1.2. Naar aanleiding van een anonieme tip dat appellant met [K.] samenwoont op zijn adres aan de [adres 1] te [woonplaats] en de woning van [K.] als opslagplaats wordt gebruikt, appellant en [K.] samen op boekenmarkten staan en er ook al in 2005 en 2007 signalen waren ontvangen dat appellant en [K.] zouden samenwonen, heeft de sociale recherche een onderzoek ingesteld. In dat kader zijn de gegevens omtrent het waterverbruik op het adres van [K.] aan de [adres 2] te [woonplaats] opgevraagd, heeft een buurtonderzoek plaatsgevonden in de omgeving van het adres van [K.], zijn huisbezoeken gebracht aan woningen van appellant en [K.] en hebben appellant en [K.] tijdens die huisbezoeken verklaringen afgelegd. De bevindingen van het onderzoek zijn neergelegd in een rapport van 6 april 2009.

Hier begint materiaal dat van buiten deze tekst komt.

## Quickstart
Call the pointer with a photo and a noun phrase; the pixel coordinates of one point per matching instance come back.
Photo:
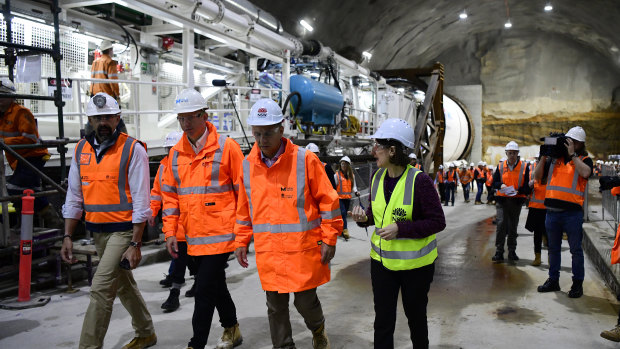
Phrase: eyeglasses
(182, 119)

1.3. De onderzoeksbevindingen zijn voor het college aanleiding geweest om bij besluit van 8 april 2009 de bijstand van appellant in te trekken over de periode van 16 januari 2000 tot en met 20 november 2003. Daaraan heeft het college ten grondslag gelegd dat appellant, zonder daarvan bij het college melding te hebben gemaakt, beschikt over een vermogen dat hoger is dan de toepasselijke grens van het vrij te laten vermogen. Daarbij heeft het college overwogen dat appellant en [K.] vanaf 21 juli 2002 een gezamenlijke huishouding voeren en zij vanaf die datum geen recht hebben op bijstand naar de norm voor gehuwden omdat zij beschikken over een vermogen dat de toepasselijke grens van het vrij te laten vermogen overtreft. Voorts heeft het college de bijstand van appellant met ingang van 21 november 2003 herzien met dien verstande dat aan hem en [K.] bijstand naar de norm voor gehuwden wordt toegekend. Daaraan heeft het college ten grondslag gelegd dat appellant zonder daarvan bij het college melding te hebben gemaakt een gezamenlijke huishouding met [K.] voert en appellant en [K.] recht hebben op bijstand naar de norm voor gehuwden. Voorts heeft het college bij het besluit van 8 april 2009 de kosten van de aan appellant verleende bijstand over de periode van 16 januari 2000 tot en met 31 januari 2009 van appellant teruggevorderd en de kosten van de aan [K.] over de periode van 21 juli 2002 tot en met 31 januari 2009 verleende bijstand mede van appellant teruggevorderd. Het in totaal van appellant teruggevorderde bedrag beloopt € 103.302,24 bruto en € 472,14 netto.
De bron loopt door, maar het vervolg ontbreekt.